Anpassungsentscheidung nach billigem Ermessen

Der Arbeitgeber hat bei Anpassungsprüfung und Anpassungsentscheidung seine wirtschaftliche Lage  und die Belange des Versorgungsempfängers abzuwägen. Hierbei steht ihm nach Ansicht des Bundesarbeitsgerichts ein weiter Beurteilungs- und Ermessensspielraum zu (BAG 29.11.1988 – 3 AZR 184/87).

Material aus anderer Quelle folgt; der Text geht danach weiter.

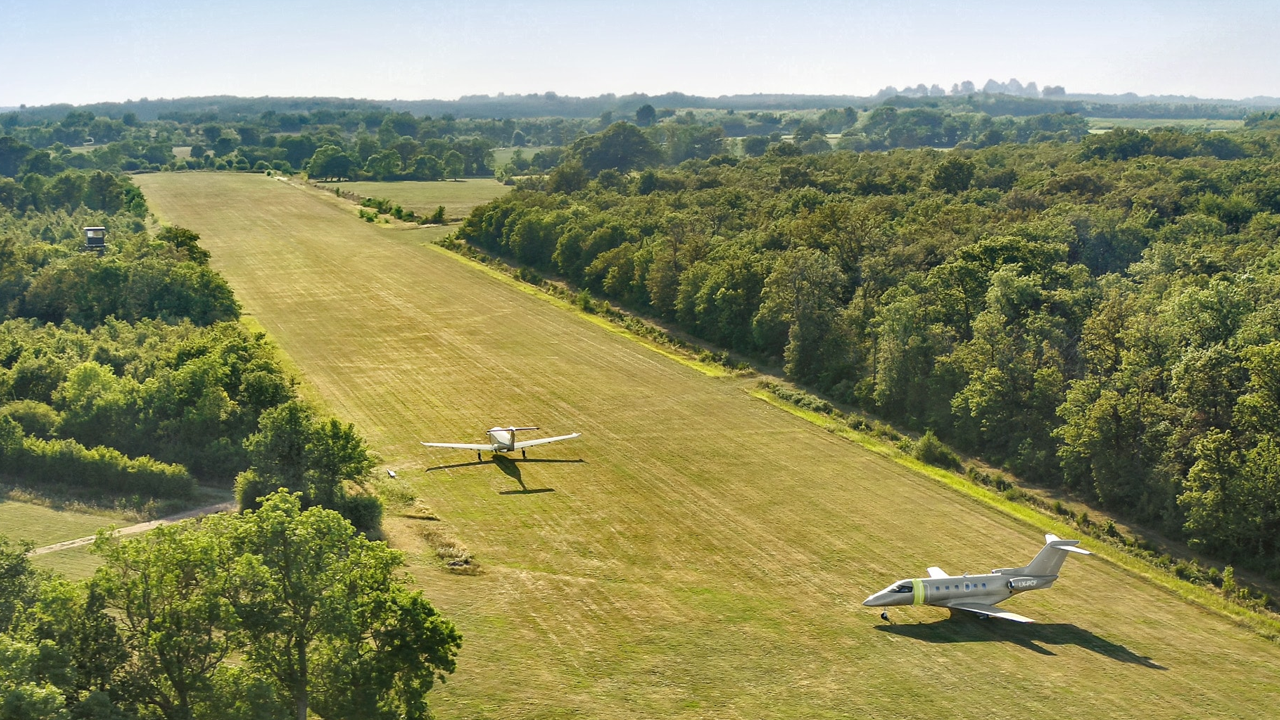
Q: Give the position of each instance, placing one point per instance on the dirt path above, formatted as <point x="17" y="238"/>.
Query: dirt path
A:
<point x="138" y="528"/>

Belange des Versorgungsempfängers

Gemäß § 16 Abs. 2 BetrAVG sind die Belange des Versorgungsempfängers dann erfüllt, wenn entweder der in den letzten Jahren eingetretene Kaufkraftverlust ausgeglichen oder die Versorgungsleistung entsprechend der Nettolohnentwicklung vergleichbarer Arbeitnehmer des Unternehmens angepasst wird. Rentenerhöhungen in der gesetzlichen Rentenversicherung sind für die Belange der Versorgungsempfänger nach Ansicht des BAG nicht zu berücksichtigen (BAG 15.9.1977 – 3 AZR 654/76). Maßgeblich für das Ausmaß des Kaufkraftverlusts ist der Verbraucherpreisindex für Deutschland. Bei der Begrenzung des Anpassungsbedarfs durch die so genannten reallohnbezogenen Obergrenze ist nicht auf den Anstieg der Nettolöhne innerhalb des Prüfungszeitraums abzustellen, sondern auf die Zeit vom Rentenbeginn bis zum jeweils aktuellen Anpassungsstichtag (BAG, Urteil vom 19.06.2012 – 3 AZR 464/11).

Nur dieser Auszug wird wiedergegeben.